Putting a week-old dirty sock over his hand was not a good idea. This smells worse than the armpits of Major Sweat from Super Dude No. 12!
Despite the awful smell of his own left sock, Eugene stood in front of the window and began the Sunnyview Superhero Squad Sock Puppet Code.
“What’s he saying?” Supersonic Sal asked Nacho Cheese Man as she watched Eugene open and close his hand to make the sock puppet’s mouth move.
“Hold on a sec,” Nacho Cheese Man replied. “Got . . . to . . . concentrate! Yes! Yes!

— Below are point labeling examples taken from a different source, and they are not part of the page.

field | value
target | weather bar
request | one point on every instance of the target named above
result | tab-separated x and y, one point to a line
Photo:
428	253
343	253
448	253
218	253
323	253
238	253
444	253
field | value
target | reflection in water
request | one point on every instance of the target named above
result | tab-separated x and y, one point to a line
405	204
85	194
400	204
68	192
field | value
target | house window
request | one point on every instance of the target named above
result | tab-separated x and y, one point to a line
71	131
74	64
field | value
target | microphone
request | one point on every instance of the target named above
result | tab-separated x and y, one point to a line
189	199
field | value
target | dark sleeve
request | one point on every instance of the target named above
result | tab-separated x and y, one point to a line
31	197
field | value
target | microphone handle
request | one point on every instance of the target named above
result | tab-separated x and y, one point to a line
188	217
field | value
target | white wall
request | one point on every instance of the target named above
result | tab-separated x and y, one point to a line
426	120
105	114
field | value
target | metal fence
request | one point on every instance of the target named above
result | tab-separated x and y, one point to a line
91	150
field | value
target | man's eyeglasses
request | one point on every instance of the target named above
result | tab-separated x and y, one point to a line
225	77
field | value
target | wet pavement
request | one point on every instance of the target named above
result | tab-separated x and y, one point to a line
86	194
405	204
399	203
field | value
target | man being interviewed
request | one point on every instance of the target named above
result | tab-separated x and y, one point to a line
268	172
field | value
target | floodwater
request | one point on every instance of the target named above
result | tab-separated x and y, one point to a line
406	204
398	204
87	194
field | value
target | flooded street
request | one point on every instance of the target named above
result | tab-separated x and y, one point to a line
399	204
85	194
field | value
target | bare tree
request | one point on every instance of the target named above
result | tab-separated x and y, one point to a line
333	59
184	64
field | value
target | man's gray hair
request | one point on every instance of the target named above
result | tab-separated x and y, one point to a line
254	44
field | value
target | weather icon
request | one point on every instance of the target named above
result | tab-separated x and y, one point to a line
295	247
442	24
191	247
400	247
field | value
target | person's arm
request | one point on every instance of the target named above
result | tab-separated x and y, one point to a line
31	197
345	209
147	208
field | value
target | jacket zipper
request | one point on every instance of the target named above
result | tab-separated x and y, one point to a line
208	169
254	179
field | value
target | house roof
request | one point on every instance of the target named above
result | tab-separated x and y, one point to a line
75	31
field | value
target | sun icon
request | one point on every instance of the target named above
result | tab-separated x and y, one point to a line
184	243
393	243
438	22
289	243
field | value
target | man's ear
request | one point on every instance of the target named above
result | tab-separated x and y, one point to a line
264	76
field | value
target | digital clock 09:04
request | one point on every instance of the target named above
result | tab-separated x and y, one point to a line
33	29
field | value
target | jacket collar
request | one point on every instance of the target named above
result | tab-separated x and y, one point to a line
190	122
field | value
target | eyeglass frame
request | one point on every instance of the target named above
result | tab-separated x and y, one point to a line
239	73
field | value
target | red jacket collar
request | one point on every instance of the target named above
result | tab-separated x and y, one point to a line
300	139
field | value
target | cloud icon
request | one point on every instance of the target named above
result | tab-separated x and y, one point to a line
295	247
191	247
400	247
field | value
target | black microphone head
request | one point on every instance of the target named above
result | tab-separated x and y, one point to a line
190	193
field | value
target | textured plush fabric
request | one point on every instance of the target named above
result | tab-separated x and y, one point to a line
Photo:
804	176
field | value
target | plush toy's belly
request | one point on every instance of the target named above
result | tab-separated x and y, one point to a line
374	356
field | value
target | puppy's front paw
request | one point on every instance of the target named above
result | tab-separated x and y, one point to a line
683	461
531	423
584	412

I’ve got it!” Nacho Cheese Man turned to Supersonic Sal. “He’s either saying ‘We need a potato to get me out of this tuna fish’ or ‘This sock has three eyes.’ ”
“I don’t think he’s trying to tell us either one of those things,” said Supersonic Sal.
“I probably should have paid more attention to Eugene when he explained the Sunnyview Superhero Squad Sock Puppet Code to me.” Nacho Cheese Man sighed.
A hopeful Eugene watched Nacho Cheese Man shrug.
“I knew Charlie should have paid more attention when I explained the Sunnyview Superhero Squad Sock Puppet Code to him.” Eugene sighed.
He looked around the room. There must be something there he could use to escape.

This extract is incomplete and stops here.